24/10/96. USA Another fax from down under saying that tickets had been booked – this is serious! Fax back saying hang on for 24 hours. Better half calls to say that all commitments rearranged – where would I be without her?
25/10/96. USA Fax from Sydney to say that all flights and accommodation booked. It is happening.
30/10/96.UK Back home for a couple of days and catch up with everything.
2/11/96. Weekend in Ireland at Blarney Castle to look at the courses for their event which will take place next June. Kiss ‘The Stone’! — could this be a good omen?
4/11/96. Off to Sydney, Arrive 6/11/96 – What happened to Tuesday? Taken to hotel, quick shower and off to first meeting/brieﬁng. Two hours later taken to proposed site 40 minutes from City Centre; first impression is rather depressing, it reminds me how fortunate we are in the UK. The sheer enormity of the task hits me. The site is extremely hilly, it is clay, it is not very big and it is a mess – what’s more, the best piece of ground is out of bounds! – and yet this has to be transformed into an international equestrian centre and the venue for the equestrian and mountain biking events at the Olympics. At dinner it transpires that we all have the same feelings (unless of course this is gamesmanship).
7/11/96. Explore City Centre before breakfast. The hotel is right next to the Harbour Bridge and the Opera House; decide to come to Olympics if we can afford it even if the job goes to one of my colleagues. Another long meeting when we are each given mountains of paperwork, various maps and plans plus several studies of the site considering issues such as environmental impact, archaeological and historical remains, flora, fauna, etc, all containing some very long and rather off-putting words! Sneaky feeling that there is more to come. Further site meeting; advised not to wear shorts in the long grass – snakes. Terrific!
8/11/96. Wolfgang has to leave. 10.30am, meet Deputy Minister for the Olympics who is almost young enough to be one of our children. Press the flesh etc and decide that a farewell beer is in order. Feel good for a 1.30 meeting until we are all given the tender document, another serious tome.
9/11/96. Spend all day on site.

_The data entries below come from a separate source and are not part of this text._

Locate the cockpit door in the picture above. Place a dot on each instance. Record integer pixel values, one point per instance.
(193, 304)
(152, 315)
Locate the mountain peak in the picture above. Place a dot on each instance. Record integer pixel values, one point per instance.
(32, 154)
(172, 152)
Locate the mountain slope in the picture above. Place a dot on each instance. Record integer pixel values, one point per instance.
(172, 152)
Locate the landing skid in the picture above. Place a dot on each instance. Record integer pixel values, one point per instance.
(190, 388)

Breakthrough. Start to feel that it can be done and that all the associated requirements such as spectator and TV considerations can be dovetailed together. Conceptual ideas start to develop in the little grey cells.
10/11/96. Day off. Do a couple of hours work and we are then spoiled by being taken sailing in the harbour for the day. What a place. Buy another case to get the paperwork home.
11/11/96. Head home with two weeks in which to put the tender together.
25/11/96. Eight full days gathering information, reading all the papers and putting the proposal on paper in the required order, not something that course designers are good at. TNT the documents to Sydney.
Friday 13/12/96. Fax arrives wanting more information in Sydney within three days. Rearrange the day and send the necessary with TNT. Note the day!
17/12/96. Fax arrives; nothing has reached Sydney. Call TNT and have forthright discussion. Package is stuck in Australian customs – great.
20/12/96. Package finally reaches destination – is it too late?
23/12/96. 8.15am. Phone call followed by champagne followed by headache followed by panic!
Hopefully we will hear more about the project as we move towards the event.